Ucrania vuelve a enfrentarse al dilema que ha marcado toda su historia reciente: aceptar un acuerdo que compromete su dignidad o arriesgarse a perder el apoyo de su aliado más poderoso. Las declaraciones de Volodímir Zelenski, “perder la dignidad o arriesgarse a perder un socio clave”, revelan el nivel de presión que acompaña el nuevo plan de paz impulsado por Donald Trump, un documento de 28 puntos que, según Kiev, cruza todas sus líneas rojas.
Para entender la tensión actual hay que volver al Memorándum de Budapest de 1994, cuando Ucrania entregó el tercer arsenal nuclear más grande del mundo a cambio de garantías de seguridad de Estados Unidos, Reino Unido y Rusia. El pacto prometía respetar su integridad territorial y protegerla de cualquier agresión. Esas garantías se evaporaron cuando Rusia invadió Crimea en 2014 y, posteriormente, lanzó la ofensiva a gran escala en 2022. Ucrania quedó desarmada y traicionada por los firmantes que debían defenderla.
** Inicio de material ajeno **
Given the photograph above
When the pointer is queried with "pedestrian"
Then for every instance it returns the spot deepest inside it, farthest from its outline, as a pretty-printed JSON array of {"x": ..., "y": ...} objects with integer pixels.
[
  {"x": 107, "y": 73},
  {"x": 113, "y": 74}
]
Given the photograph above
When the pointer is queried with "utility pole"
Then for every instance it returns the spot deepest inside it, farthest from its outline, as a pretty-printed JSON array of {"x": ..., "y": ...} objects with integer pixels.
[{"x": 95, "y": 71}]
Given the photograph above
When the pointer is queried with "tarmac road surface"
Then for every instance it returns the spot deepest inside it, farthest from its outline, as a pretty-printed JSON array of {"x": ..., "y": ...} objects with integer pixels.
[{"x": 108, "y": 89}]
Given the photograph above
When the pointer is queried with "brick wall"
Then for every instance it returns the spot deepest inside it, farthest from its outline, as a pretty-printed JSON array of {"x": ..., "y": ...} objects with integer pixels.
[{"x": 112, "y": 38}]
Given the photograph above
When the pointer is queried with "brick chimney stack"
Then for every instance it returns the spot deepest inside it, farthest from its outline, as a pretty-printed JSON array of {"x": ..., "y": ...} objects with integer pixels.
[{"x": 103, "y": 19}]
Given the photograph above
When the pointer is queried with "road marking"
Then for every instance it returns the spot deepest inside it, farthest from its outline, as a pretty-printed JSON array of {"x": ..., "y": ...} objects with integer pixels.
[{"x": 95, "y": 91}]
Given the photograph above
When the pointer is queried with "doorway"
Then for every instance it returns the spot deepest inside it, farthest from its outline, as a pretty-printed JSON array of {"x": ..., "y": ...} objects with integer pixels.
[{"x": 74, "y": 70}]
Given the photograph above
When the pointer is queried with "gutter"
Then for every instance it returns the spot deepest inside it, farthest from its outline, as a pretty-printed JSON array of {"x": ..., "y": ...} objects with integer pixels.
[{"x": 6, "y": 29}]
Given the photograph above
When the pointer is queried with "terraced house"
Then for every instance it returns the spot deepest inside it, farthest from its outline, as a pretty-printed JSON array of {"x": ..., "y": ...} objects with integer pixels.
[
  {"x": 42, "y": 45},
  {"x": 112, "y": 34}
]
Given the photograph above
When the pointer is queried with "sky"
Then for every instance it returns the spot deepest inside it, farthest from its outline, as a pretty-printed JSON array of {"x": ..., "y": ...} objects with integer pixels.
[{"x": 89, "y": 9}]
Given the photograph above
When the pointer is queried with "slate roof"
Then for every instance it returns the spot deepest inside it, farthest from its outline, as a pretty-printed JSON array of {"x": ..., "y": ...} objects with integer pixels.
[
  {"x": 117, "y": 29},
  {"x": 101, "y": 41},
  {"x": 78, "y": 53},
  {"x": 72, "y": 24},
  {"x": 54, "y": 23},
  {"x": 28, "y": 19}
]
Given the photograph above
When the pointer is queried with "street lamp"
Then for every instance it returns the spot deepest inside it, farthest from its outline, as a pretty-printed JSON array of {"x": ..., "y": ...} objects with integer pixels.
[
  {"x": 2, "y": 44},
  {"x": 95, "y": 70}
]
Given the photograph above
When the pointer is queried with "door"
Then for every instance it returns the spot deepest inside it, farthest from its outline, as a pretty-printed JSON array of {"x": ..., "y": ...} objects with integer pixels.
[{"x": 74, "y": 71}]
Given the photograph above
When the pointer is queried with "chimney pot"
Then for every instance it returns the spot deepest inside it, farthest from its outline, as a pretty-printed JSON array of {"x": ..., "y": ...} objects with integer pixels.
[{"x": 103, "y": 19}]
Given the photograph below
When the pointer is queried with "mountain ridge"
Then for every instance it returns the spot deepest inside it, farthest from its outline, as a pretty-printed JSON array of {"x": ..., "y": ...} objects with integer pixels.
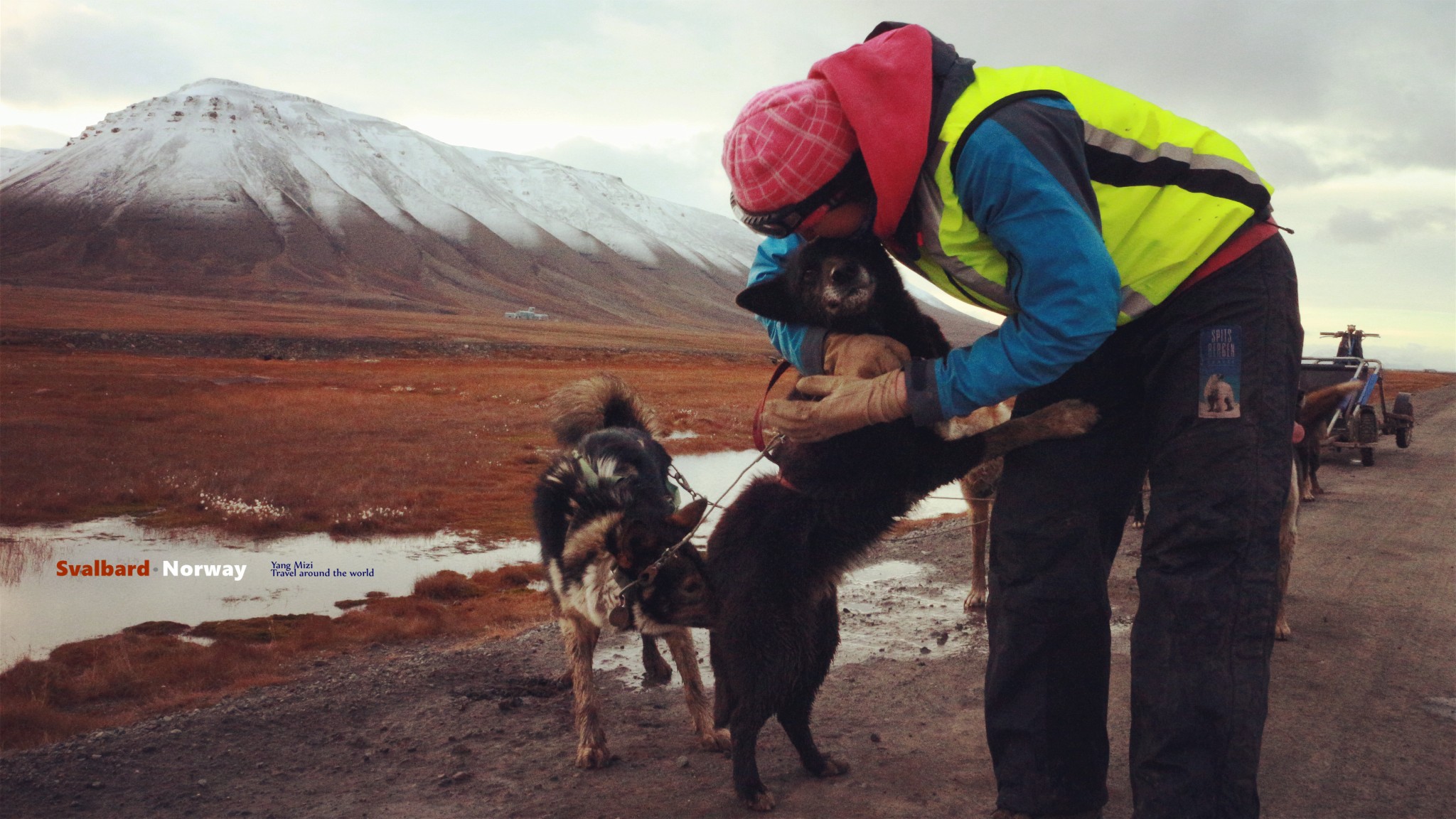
[{"x": 222, "y": 187}]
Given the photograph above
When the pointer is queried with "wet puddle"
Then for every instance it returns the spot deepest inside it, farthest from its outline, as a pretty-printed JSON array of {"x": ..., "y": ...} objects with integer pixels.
[{"x": 41, "y": 609}]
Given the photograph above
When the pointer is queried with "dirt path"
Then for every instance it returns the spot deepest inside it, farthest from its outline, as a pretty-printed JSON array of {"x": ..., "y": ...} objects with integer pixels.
[{"x": 1361, "y": 723}]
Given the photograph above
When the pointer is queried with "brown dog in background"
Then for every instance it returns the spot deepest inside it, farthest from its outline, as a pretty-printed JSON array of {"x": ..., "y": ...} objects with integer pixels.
[
  {"x": 606, "y": 516},
  {"x": 1315, "y": 412}
]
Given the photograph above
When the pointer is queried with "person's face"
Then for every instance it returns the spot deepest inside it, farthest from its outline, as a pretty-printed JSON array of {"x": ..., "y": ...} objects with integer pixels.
[{"x": 837, "y": 223}]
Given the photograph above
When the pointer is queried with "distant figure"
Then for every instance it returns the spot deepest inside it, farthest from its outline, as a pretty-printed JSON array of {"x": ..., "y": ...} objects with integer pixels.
[{"x": 1351, "y": 341}]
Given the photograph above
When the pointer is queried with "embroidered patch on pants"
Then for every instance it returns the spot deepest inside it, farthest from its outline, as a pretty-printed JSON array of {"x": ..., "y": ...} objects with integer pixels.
[{"x": 1219, "y": 359}]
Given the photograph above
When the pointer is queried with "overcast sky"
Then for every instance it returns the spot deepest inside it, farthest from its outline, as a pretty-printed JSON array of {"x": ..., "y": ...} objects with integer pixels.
[{"x": 1347, "y": 107}]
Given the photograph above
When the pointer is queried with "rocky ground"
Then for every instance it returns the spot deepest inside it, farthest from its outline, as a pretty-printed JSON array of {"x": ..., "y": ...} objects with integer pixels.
[{"x": 1361, "y": 716}]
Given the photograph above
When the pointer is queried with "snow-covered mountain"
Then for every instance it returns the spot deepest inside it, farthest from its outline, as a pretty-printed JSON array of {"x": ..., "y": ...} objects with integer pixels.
[
  {"x": 15, "y": 159},
  {"x": 225, "y": 188}
]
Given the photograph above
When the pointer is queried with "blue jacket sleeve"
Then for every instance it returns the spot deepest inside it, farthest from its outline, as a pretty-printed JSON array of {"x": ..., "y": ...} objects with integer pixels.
[
  {"x": 801, "y": 344},
  {"x": 1024, "y": 181}
]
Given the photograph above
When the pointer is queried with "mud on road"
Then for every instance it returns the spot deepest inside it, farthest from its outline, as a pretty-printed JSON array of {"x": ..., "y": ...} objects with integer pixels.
[{"x": 1361, "y": 714}]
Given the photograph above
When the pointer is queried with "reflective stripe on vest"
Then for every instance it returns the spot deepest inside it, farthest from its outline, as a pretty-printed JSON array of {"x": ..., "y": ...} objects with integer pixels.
[{"x": 1169, "y": 191}]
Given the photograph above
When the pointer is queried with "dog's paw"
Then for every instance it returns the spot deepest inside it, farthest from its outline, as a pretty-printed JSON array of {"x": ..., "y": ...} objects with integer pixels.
[
  {"x": 657, "y": 674},
  {"x": 1068, "y": 419},
  {"x": 593, "y": 756},
  {"x": 762, "y": 801},
  {"x": 719, "y": 739},
  {"x": 975, "y": 601},
  {"x": 830, "y": 767},
  {"x": 1282, "y": 630}
]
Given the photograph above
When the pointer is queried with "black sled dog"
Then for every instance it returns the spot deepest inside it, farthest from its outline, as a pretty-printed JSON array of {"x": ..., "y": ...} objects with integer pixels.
[
  {"x": 779, "y": 551},
  {"x": 606, "y": 513}
]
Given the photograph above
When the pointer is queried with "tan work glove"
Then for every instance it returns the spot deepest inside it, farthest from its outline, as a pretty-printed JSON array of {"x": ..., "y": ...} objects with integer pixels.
[
  {"x": 862, "y": 356},
  {"x": 847, "y": 404}
]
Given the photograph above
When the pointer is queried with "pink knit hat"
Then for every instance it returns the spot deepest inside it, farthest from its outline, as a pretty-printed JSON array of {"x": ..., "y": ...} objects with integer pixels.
[{"x": 785, "y": 144}]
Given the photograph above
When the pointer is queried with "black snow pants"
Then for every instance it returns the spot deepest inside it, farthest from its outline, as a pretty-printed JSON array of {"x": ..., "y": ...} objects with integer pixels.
[{"x": 1200, "y": 394}]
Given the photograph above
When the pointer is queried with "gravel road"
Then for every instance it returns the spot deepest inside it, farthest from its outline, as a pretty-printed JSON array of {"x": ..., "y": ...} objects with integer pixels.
[{"x": 1361, "y": 717}]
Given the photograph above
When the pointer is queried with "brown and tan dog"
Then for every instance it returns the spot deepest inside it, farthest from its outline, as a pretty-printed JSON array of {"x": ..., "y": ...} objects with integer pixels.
[
  {"x": 604, "y": 515},
  {"x": 1314, "y": 416}
]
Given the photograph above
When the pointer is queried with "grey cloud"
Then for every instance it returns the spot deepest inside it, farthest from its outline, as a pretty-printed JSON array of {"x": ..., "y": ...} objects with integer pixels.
[
  {"x": 1366, "y": 228},
  {"x": 83, "y": 57},
  {"x": 685, "y": 172}
]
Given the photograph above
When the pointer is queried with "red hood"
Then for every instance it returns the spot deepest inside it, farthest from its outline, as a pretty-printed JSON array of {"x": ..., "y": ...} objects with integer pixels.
[{"x": 884, "y": 88}]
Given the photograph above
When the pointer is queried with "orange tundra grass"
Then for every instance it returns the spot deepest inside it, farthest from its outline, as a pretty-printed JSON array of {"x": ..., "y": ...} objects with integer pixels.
[
  {"x": 346, "y": 446},
  {"x": 144, "y": 670}
]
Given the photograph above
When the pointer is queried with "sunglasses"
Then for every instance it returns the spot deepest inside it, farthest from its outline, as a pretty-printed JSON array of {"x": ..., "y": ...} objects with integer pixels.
[{"x": 850, "y": 183}]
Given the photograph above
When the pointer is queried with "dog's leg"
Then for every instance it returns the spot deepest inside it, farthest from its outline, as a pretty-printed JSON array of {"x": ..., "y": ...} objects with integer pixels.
[
  {"x": 654, "y": 668},
  {"x": 1314, "y": 473},
  {"x": 1139, "y": 510},
  {"x": 680, "y": 645},
  {"x": 796, "y": 712},
  {"x": 724, "y": 700},
  {"x": 1288, "y": 540},
  {"x": 740, "y": 714},
  {"x": 746, "y": 780},
  {"x": 1062, "y": 420},
  {"x": 582, "y": 643},
  {"x": 980, "y": 513}
]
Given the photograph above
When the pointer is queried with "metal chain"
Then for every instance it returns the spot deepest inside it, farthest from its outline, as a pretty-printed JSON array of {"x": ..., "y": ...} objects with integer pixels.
[
  {"x": 682, "y": 481},
  {"x": 651, "y": 570}
]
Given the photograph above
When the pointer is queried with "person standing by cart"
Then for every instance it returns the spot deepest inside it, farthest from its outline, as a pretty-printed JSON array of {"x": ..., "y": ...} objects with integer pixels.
[{"x": 1135, "y": 258}]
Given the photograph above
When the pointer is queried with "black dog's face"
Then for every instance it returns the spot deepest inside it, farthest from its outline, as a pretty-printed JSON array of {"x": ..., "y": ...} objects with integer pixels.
[
  {"x": 828, "y": 283},
  {"x": 839, "y": 284},
  {"x": 676, "y": 591}
]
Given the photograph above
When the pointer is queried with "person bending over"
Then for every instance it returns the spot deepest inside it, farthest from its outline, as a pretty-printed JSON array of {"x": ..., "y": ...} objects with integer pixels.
[{"x": 1135, "y": 258}]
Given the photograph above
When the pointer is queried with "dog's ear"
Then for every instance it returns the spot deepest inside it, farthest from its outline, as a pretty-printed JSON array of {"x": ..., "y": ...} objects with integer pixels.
[
  {"x": 771, "y": 299},
  {"x": 689, "y": 516}
]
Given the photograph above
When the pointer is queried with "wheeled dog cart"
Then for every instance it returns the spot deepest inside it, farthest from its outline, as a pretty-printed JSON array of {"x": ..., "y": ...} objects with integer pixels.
[{"x": 1356, "y": 424}]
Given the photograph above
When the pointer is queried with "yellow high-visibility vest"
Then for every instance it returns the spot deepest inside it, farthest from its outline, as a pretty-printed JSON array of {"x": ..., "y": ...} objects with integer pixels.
[{"x": 1169, "y": 190}]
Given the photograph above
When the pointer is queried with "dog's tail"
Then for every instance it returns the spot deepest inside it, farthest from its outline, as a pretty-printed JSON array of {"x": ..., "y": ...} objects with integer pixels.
[
  {"x": 596, "y": 404},
  {"x": 1321, "y": 404}
]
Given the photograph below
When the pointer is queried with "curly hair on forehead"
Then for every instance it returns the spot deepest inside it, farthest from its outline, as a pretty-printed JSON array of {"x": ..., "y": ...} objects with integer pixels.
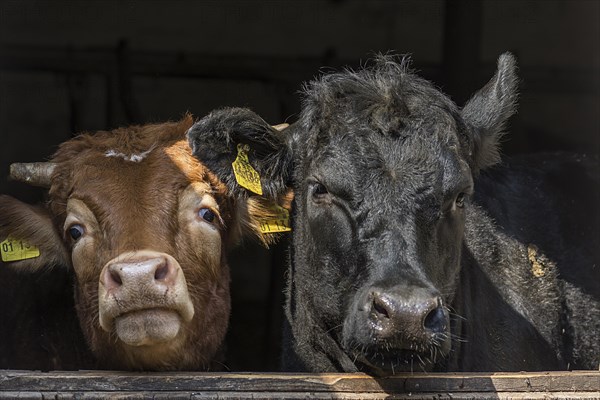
[{"x": 384, "y": 95}]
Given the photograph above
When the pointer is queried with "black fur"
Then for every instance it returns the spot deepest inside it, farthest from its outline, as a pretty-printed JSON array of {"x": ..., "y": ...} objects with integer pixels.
[{"x": 379, "y": 162}]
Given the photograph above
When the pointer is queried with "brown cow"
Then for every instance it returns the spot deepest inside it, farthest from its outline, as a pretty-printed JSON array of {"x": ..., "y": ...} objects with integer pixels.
[{"x": 144, "y": 227}]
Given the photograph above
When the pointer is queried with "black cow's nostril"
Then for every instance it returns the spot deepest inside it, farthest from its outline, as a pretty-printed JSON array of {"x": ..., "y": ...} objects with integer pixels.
[
  {"x": 380, "y": 307},
  {"x": 435, "y": 321},
  {"x": 161, "y": 272}
]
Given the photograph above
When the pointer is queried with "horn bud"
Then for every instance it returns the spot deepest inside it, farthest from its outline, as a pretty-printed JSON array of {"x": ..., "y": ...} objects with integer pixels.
[{"x": 35, "y": 174}]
La guerra ya dejó pérdidas inmensas: Crimea, gran parte de Donetsk, Lugansk, Zaporiyia y Jersón, millones de desplazados, ciudades destruidas y un país partido en dos. Y ahora, el plan estadounidense exige reconocer parte de esos hechos consumados, limitar sus fuerzas y asumir concesiones que, para Kiev, equivalen a legitimar la agresión rusa. Por eso Zelenski advierte que aceptar ese trato sería vivir sin libertad ni justicia, dependiendo de un agresor que ya atacó dos veces.
Pero rechazar el plan también tiene un costo enorme: arriesgarse a perder parte del apoyo militar y financiero de Estados Unidos, el mismo país que prometió protección en 1994. Ucrania es forzada a decidir entre su dignidad y su supervivencia, en un escenario donde la política interna de Washington pesa más que las garantías internacionales que alguna vez ofreció.
La historia se repite con un precio cada vez más alto. Ucrania ya pagó las consecuencias de confiar en promesas externas; ya perdió territorios, vidas y estabilidad. Ahora enfrenta un nuevo ultimátum que la obliga a elegir entre renunciar a lo que le queda de soberanía o pelear prácticamente sola contra una potencia nuclear. La verdadera pregunta es cuánto más se le puede exigir a un país que ya lo sacrificó todo por defender su libertad.